Segundo ela, que é de São Paulo, o evento foi um divisor de águas, acentuado por uma atitude racista que ela própria teve depois no mesmo local: “Pensei que uma mulher negra fosse da limpeza. Uma semana depois, me desculpei”.
Desde então, Fabiana passou a se considerar negra, definição que, oficialmente, abarca pretos e pardos.
O relato da professora foi um dos 38 que a Folha recebeu ao convidar leitores da série A Cor da Desigualdade no Brasil a responderem se já tiveram dúvidas sobre sua identidade étnico-racial.
A ideia da interação surgiu a partir de comentários de especialistas sobre o fato de que diferentes formas como a população interpreta sua cor podem influenciar, em alguma medida, comparações entre os resultados do Ifer (Índice Folha de Equilíbrio Racial) em diferentes estados.
Alguns pesquisadores afirmaram que no Norte não é incomum que indígenas se declarem pardos. Outros ressaltaram a tendência recente de que mais brasileiros se denominem negros.
De fato, 24 dos 38 leitores –60% do total– relataram insegurança sobre identidade ou dificuldades de inserção social relacionadas à cor.
“Ter dúvidas sobre minha raça/cor é uma constante. Hoje, após anos de leitura e discussões sobre as relações raciais no Brasil, opto por me declarar pardo”, diz o professor Eduardo Pereira Santos, 46, de Salvador (Bahia).
“Mas sinto que esse termo ainda se insere numa tentativa de dividir o povo negro, uma espécie de branqueamento; isso omite ainda minha ascendência indígena”, afirma ele. Por dúvidas como essa, outros 20 leitores alteraram a forma como declaram sua cor ou raça.
Em nenhuma das situações houve menção à troca para indígena ou amarelo: todos os casos envolveram classificações de branco, pardo e preto.

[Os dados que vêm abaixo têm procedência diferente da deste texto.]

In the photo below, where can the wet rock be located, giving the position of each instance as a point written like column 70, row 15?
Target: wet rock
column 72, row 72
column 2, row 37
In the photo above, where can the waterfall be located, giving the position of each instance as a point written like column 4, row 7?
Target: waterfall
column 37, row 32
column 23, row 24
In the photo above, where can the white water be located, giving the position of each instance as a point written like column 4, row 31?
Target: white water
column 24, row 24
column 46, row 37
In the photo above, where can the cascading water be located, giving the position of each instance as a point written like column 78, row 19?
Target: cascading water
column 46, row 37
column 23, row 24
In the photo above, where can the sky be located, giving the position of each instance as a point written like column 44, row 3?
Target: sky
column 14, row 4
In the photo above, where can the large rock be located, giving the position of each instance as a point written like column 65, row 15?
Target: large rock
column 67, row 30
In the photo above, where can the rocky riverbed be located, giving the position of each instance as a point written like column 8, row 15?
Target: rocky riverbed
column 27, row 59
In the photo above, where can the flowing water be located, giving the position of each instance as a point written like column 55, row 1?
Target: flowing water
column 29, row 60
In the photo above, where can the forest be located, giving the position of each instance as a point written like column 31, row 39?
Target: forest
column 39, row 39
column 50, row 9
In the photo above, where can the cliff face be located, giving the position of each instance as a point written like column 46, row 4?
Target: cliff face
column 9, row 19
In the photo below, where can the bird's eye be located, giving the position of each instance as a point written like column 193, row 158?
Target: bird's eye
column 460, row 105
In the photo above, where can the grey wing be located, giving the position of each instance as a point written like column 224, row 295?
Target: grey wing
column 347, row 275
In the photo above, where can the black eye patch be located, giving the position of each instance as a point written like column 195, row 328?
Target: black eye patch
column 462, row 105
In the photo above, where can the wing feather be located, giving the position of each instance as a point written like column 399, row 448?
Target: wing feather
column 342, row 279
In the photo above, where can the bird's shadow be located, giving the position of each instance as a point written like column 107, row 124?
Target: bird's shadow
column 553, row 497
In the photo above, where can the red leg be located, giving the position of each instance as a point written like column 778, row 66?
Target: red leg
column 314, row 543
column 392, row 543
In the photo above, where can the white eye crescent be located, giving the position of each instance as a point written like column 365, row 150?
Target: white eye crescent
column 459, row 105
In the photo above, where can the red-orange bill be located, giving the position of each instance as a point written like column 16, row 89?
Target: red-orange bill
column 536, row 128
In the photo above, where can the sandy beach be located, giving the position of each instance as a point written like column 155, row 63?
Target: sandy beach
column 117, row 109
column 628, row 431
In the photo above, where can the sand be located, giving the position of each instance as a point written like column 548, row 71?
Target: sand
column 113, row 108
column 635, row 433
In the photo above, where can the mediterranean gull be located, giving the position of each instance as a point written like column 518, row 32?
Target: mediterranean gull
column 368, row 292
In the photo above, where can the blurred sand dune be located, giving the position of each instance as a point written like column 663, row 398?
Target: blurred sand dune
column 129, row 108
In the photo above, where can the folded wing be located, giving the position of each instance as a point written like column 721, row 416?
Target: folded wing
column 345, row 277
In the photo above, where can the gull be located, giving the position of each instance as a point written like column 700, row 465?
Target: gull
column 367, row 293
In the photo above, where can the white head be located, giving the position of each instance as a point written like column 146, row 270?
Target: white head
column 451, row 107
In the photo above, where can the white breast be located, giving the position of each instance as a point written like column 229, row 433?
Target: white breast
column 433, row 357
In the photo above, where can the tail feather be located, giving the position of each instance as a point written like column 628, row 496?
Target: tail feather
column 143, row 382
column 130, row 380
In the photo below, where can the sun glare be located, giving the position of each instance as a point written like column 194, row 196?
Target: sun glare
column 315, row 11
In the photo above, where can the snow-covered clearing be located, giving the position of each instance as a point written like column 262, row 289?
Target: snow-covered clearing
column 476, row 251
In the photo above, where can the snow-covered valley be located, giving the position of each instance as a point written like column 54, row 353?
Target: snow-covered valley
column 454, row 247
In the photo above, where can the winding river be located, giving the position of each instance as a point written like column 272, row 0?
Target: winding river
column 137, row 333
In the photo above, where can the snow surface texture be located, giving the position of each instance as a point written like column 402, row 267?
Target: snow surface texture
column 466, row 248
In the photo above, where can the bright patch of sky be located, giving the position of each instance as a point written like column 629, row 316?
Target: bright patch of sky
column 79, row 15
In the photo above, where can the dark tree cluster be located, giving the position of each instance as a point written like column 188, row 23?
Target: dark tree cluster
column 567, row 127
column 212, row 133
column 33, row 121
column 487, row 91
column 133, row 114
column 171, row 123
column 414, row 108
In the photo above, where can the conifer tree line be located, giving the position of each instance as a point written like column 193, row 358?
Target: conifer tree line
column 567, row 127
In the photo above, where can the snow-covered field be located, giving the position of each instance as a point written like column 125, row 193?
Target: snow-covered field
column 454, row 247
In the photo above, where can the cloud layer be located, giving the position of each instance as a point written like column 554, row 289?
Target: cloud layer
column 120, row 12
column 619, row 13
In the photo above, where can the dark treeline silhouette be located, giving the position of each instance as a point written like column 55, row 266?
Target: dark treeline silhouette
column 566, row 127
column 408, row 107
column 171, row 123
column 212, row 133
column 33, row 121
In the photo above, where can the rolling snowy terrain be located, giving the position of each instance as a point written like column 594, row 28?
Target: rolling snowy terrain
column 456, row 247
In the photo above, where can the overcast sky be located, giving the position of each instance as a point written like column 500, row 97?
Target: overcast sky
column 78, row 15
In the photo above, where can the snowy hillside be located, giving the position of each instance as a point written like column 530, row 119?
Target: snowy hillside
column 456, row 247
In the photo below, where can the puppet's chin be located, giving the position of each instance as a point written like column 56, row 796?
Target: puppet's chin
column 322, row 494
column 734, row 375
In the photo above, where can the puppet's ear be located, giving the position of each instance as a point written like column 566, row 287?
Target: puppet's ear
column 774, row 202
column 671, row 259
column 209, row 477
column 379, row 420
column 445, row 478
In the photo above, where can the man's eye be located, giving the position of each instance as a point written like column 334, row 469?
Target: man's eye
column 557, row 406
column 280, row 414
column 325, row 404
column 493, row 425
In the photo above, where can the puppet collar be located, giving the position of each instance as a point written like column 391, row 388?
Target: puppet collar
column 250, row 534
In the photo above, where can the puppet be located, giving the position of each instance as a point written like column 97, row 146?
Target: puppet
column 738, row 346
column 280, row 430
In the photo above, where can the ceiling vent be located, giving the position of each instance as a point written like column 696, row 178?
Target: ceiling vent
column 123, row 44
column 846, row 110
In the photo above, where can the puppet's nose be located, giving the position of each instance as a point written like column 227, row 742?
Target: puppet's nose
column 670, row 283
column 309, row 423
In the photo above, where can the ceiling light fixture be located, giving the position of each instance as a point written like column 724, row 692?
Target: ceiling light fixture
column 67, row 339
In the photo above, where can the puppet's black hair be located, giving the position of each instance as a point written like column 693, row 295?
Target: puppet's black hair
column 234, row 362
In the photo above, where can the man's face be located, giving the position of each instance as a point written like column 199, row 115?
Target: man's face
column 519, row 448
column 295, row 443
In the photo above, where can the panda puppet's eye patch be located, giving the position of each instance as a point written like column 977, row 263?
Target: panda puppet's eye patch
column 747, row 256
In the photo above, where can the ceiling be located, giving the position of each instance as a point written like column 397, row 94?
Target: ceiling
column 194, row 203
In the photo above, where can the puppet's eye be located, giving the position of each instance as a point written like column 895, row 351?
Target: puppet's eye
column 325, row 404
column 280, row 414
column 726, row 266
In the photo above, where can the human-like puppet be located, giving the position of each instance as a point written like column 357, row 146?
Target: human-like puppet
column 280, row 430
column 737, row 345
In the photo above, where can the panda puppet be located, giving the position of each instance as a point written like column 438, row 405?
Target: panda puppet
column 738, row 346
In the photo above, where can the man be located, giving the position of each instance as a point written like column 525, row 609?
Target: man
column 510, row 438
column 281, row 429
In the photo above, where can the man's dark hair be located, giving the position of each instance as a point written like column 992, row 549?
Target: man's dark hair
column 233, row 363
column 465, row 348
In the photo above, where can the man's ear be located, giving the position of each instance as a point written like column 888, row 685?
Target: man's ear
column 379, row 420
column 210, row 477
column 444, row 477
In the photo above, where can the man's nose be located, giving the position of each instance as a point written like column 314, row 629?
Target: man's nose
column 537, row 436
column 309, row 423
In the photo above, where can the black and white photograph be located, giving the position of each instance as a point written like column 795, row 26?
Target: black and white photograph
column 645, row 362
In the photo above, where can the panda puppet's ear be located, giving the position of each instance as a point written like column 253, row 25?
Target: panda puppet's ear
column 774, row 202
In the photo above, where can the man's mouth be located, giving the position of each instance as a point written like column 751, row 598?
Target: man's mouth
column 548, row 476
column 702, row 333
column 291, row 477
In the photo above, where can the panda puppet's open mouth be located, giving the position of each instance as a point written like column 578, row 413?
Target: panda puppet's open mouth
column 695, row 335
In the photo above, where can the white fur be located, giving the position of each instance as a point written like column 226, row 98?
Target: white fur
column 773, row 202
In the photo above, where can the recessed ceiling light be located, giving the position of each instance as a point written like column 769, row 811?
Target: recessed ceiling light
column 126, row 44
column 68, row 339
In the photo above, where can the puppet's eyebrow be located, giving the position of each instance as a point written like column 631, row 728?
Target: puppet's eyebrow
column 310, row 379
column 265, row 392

Fabio Paiva Reis, 35, foi recusado em banca de avaliação fenotípica para uma vaga de professor de História do Instituto Federal do Maranhão destinada a pardos e pretos. “Eu me candidatei porque sempre me reconheci como pardo”, afirma.
“Com um avô preto e um pai pardo, sempre fui o ‘neguinho’ da família. Fiquei chocado como um grupo pode desfazer a identidade de alguém”, conta ele, que tenta reverter a decisão na Justiça.